Another view of this fragmentation is provided by Figure 3. In this composition plot, the share of all blocks that are interior to the cluster—those that only touch other blocks in the same cluster—is represented by the gray area. The blue fraction shows blocks that are touching their NBFC. These are blocks where the “second-best choice” assignment is feasible, since the block could be re-classified to its second-best choice and not affect the spatial fragmentation in the map. Finally, the red area denotes the share of blocks that are on the boundary of their own cluster, but are not near any member of their NBFC. These are the blocks where a “second-best choice” assignment would affect territorial integrity. In addition to the shares from latent/discovered neighborhoods, we show “empirical” fractions of the same quantities: census blocks in Zillow neighborhoods that touch a neighborhood that is next-most demographically similar to the block itself, or that are on the boundary of a neighborhood but do not touch a neighborhood that is next-most demographically similar. These are shown by the horizontal dashes crossing the right vertical axis of each facet in Figure 3.

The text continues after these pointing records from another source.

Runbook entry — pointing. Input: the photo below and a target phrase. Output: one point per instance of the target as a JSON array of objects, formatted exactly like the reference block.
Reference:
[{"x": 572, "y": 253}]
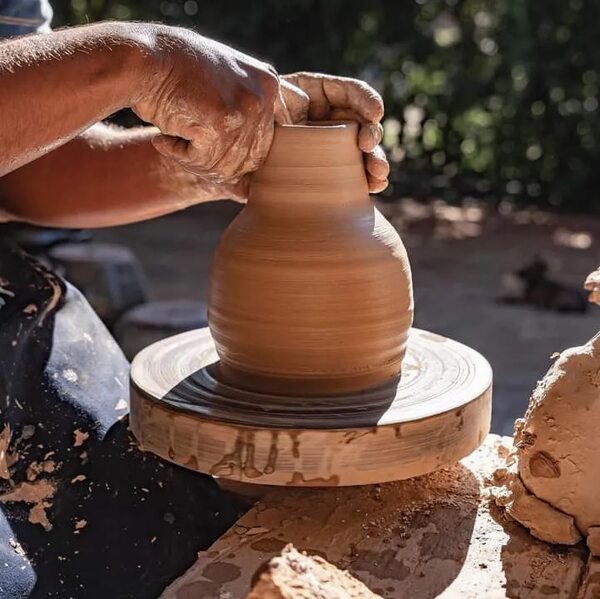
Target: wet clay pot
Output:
[{"x": 311, "y": 288}]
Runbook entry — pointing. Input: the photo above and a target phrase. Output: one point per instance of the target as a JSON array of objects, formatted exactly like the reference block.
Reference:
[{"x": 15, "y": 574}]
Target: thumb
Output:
[{"x": 291, "y": 104}]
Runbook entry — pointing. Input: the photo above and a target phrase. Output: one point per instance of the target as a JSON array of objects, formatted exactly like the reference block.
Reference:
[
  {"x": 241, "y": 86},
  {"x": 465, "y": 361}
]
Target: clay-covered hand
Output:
[
  {"x": 213, "y": 105},
  {"x": 318, "y": 97}
]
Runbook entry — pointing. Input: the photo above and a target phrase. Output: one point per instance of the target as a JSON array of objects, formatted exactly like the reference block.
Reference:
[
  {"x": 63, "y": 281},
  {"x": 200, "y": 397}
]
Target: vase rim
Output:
[{"x": 326, "y": 125}]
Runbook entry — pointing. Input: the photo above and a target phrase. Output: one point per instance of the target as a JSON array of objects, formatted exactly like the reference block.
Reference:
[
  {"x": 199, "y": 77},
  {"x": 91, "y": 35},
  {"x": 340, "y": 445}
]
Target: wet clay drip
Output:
[
  {"x": 436, "y": 416},
  {"x": 312, "y": 379},
  {"x": 311, "y": 289}
]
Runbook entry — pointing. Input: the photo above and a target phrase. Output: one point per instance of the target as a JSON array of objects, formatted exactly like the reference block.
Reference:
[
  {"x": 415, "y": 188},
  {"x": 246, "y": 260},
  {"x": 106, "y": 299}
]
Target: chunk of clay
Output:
[
  {"x": 295, "y": 575},
  {"x": 557, "y": 452},
  {"x": 542, "y": 520},
  {"x": 593, "y": 540}
]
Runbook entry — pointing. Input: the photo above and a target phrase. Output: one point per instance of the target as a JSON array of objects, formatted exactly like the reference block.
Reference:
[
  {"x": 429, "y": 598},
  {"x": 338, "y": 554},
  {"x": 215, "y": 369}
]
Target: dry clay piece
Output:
[
  {"x": 552, "y": 483},
  {"x": 311, "y": 287},
  {"x": 295, "y": 575}
]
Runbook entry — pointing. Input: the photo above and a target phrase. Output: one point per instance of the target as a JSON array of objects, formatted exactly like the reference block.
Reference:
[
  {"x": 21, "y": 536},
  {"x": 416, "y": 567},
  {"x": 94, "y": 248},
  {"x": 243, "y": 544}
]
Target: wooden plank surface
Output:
[{"x": 435, "y": 536}]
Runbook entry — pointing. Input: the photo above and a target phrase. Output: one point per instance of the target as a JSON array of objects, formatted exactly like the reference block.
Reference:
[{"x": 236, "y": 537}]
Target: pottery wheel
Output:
[{"x": 438, "y": 412}]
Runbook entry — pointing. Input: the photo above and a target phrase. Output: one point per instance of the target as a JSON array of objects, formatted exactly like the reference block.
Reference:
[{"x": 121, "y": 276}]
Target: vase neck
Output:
[{"x": 312, "y": 166}]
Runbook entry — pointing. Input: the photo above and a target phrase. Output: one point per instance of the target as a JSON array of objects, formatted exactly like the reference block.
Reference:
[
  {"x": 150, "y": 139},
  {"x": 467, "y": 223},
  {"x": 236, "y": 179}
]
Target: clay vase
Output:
[{"x": 311, "y": 287}]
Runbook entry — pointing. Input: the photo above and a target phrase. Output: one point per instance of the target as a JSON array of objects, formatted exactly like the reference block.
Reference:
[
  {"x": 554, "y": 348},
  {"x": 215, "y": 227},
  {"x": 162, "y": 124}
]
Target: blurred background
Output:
[{"x": 492, "y": 132}]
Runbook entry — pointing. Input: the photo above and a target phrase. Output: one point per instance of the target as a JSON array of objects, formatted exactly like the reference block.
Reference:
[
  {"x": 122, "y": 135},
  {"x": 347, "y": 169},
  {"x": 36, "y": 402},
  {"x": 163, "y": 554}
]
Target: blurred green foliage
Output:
[{"x": 494, "y": 99}]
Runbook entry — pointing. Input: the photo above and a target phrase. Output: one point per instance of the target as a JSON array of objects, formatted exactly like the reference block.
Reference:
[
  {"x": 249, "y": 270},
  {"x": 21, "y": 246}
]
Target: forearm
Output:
[
  {"x": 64, "y": 82},
  {"x": 107, "y": 176}
]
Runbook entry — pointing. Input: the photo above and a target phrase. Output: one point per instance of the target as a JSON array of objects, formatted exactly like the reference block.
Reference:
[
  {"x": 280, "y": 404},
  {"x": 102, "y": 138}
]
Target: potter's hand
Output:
[
  {"x": 213, "y": 105},
  {"x": 317, "y": 97}
]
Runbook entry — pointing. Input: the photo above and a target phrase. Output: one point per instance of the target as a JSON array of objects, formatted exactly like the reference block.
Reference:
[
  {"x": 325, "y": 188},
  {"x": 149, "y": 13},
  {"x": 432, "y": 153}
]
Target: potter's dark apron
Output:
[{"x": 84, "y": 512}]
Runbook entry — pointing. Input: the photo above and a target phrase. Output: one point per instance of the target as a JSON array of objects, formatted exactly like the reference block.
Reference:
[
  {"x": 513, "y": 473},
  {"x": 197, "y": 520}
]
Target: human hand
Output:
[
  {"x": 318, "y": 97},
  {"x": 213, "y": 105}
]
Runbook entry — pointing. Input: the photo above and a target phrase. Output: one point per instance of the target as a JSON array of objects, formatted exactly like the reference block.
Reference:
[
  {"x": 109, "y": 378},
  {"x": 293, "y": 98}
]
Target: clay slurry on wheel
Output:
[{"x": 440, "y": 411}]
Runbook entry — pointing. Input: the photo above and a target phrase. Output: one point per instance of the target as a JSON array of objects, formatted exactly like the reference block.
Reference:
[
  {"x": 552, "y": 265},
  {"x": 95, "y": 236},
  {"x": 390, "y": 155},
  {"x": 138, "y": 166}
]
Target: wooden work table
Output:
[{"x": 438, "y": 535}]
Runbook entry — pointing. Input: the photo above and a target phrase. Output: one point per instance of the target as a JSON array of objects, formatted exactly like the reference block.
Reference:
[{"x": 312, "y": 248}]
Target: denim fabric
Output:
[{"x": 20, "y": 17}]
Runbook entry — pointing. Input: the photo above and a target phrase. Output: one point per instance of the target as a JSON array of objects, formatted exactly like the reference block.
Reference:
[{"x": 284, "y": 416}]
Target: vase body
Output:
[{"x": 311, "y": 287}]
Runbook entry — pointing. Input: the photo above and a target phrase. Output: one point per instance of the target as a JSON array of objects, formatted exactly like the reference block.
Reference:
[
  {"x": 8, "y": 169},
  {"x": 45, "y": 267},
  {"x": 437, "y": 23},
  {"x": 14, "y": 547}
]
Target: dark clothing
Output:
[{"x": 123, "y": 523}]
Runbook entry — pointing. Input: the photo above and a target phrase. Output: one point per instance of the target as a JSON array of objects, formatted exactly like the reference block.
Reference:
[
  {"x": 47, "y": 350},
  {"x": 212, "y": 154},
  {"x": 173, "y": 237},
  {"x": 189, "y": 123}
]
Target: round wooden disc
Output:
[{"x": 438, "y": 412}]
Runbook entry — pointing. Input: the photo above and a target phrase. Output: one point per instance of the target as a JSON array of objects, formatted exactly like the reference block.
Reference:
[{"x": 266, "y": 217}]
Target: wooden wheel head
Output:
[{"x": 437, "y": 413}]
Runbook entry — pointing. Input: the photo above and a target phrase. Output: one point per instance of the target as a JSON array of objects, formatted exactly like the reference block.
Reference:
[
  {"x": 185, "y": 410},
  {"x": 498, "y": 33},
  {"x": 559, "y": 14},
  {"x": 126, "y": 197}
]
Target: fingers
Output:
[
  {"x": 328, "y": 93},
  {"x": 311, "y": 84},
  {"x": 354, "y": 94},
  {"x": 291, "y": 105},
  {"x": 376, "y": 185}
]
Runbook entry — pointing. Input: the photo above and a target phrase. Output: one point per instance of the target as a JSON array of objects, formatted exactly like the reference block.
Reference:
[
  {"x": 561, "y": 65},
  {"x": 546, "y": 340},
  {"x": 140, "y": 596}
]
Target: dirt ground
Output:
[{"x": 460, "y": 258}]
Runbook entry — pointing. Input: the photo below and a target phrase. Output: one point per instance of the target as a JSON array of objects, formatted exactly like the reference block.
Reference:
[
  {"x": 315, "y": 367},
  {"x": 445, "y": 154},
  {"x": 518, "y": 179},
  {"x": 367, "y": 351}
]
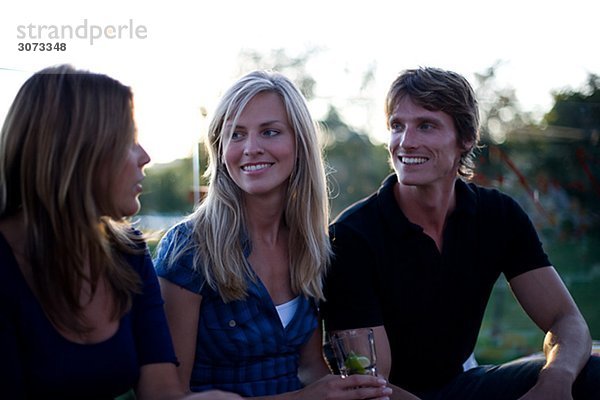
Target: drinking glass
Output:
[{"x": 354, "y": 352}]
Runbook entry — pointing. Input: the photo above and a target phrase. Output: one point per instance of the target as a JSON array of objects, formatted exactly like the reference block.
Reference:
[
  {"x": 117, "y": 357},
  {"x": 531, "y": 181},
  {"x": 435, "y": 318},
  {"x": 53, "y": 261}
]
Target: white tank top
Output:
[{"x": 287, "y": 310}]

Interpreting Figure 3, we can understand a few things. First, as is mathematically necessary, the share of interior blocks declines as the number of clusters increases. Second, despite this increasing fragmentation, the number of blocks that touch their NBFC is relatively stable as the number of clusters increases. This occurs quickly for the spatial agglomerative clusters, but both are remarkably stable at around k = 20. Third, we see that groups defined without spatial information (k-means) tend to be much more fragmented than either the empirical neighborhoods or the clusters discovered using the explicit spatial clustering technique. The fraction of blocks that is interior to a cluster is consistently smaller in the aspatial k-means map, and clusters are much more dramatically interspersed. The most spatially coherent solution seen in the k-means clustering solutions (that with the smallest k) is still more fragmented than the most fragmented spatial agglomerative clustering solution (that with the largest k). Finally, the empirically observed breakdowns are quite low; given that only 7% of the 7729 blocks with non-zero population sit on the boundary between two Zillow neighborhoods, only 11% of these boundary blocks (approximately 0.08% overall) are themselves near their NBFCs. Thus, the level of spatial cohesion in the Zillow neighborhoods is much higher than even those detected using the spatially explicit clustering method.
Silhouette scores are not spatial
Focusing on the empirical case, the interplay between these NBFCs and the silhouette scores is shown in Figure 4. Note that the preponderance of silhouette scores is negative for real-world neighborhoods. This means that, in terms of their racial composition, census blocks are nearly always more similar to a different neighborhood than they are to the neighborhood in which they reside. Together, this suggests that silhouette scores will always favor more socially homogeneous neighborhoods, without regard for spatial feasibility or geographical plausibility. Neighborhoods (empirical or embedded within the data) are more diverse than these optimal socially homogeneous partitions that the silhouette refers to. Indeed, any realistic urban place geography will be considered less “well-fit” by the silhouette score, since attribute coherence and geographic coherence are usually opposing objectives. By the same logic, any spatially informed clustering method must also be less “well-fit.” Any non-geographical measure of cluster fit exhibits this same property, as noted by Shelton and Poorthuis (2019).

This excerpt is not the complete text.